On Tuesday, certificate authority GlobalSign released a statement with the results of an investigation by Dutch security firm Fox-IT launched following claims that their servers for issuing SSL certificates had been breached.

The claims were made in September by Iranian-based ComodoHacker, who had previously claimed responsibility for an attack on DigiNotar that resulted in hundreds of fake SSL certificates being issued, with many high profile companies compromised. A subsequent analysis by Fox IT found substantial evidence of system-wide intrusions that ultimately resulted in the embattled Dutch firm DigiNotar filing for bankruptcy and ceasing operations. At the time, in addition to suggesting it had also breached GlobalSign servers, the attacker claimed to have access to two more certificate authorities

The investigation into GlobalSign found that an external web server had indeed been breached, but the sole use of this machine to host the public website and not for issuing SSL certificates. The company confirmed that public facing HTML documents and PDF files were exposed, as well as the SSL certificate for globalsign.com and the corresponding key. Both were revoked immediately in order to minimise any further impact.

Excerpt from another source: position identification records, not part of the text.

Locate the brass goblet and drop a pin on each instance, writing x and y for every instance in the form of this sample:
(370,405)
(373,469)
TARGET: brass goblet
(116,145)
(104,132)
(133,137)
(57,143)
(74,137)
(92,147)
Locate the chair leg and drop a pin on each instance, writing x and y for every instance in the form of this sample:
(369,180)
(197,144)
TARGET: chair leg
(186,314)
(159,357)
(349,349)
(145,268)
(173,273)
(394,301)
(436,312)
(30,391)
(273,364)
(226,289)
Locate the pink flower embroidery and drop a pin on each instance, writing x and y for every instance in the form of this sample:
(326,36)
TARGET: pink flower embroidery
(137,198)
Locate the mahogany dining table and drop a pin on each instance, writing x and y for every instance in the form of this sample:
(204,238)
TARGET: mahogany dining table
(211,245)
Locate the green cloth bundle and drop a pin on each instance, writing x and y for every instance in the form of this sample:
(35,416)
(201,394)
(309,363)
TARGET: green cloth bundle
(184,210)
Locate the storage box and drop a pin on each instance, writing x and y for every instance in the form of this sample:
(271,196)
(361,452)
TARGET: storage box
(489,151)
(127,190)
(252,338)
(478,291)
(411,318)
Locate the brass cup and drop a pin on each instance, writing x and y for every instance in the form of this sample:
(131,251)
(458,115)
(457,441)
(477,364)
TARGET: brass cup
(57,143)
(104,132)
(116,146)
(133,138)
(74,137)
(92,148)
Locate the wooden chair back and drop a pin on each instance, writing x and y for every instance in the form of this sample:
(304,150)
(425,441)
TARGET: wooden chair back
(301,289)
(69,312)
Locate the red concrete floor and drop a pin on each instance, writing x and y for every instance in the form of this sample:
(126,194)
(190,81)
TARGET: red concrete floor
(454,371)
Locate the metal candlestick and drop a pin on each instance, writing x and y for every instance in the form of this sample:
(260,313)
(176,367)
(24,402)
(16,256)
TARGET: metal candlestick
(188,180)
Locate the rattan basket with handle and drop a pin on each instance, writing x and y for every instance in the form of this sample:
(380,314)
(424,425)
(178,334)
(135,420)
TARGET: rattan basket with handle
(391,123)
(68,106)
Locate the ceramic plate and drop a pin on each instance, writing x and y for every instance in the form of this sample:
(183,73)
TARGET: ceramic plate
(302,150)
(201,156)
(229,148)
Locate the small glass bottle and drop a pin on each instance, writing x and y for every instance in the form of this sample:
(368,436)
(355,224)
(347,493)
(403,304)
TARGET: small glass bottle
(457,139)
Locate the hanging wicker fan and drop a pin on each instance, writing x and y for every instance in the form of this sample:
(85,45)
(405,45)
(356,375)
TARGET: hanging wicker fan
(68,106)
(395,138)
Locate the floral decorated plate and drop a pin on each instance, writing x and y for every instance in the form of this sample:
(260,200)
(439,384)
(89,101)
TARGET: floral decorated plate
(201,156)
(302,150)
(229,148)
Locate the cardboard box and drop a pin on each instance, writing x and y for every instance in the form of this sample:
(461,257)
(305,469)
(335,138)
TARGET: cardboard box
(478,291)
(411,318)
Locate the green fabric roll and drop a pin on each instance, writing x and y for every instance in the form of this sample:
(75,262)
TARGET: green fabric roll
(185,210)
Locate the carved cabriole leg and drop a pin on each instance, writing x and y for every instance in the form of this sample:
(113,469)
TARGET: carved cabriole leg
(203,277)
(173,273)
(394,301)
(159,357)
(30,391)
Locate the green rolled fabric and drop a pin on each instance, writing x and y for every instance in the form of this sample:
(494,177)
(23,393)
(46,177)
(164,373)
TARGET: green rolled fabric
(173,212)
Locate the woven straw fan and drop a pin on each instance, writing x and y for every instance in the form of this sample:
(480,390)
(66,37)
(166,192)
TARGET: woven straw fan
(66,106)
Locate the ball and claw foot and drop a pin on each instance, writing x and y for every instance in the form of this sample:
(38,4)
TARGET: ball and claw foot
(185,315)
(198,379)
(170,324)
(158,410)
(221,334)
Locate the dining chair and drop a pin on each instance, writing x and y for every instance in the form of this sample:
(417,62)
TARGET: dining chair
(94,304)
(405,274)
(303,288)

No evidence was found suggesting any rogue certificates had been issued, nor was any customer data exposed. The company reassured that absolutely no registration or issuing systems for SSL, or any other aspect of its Certificate Authority software or hardware in relation to issuance of certificates had been compromised. GlobalSign's root Certificate keys and associated hardware remained unaffected by the intrusion.

The affected web server located in North America was locked down, and then thoroughly rebuilt using new hard disks and a "hardened" system image. The company has since done the same thing to its entire CA infrastructure as well as building additional Intrusion Detection Services (IDS), which they immediately deployed in order to offer increased protection against any further attacks.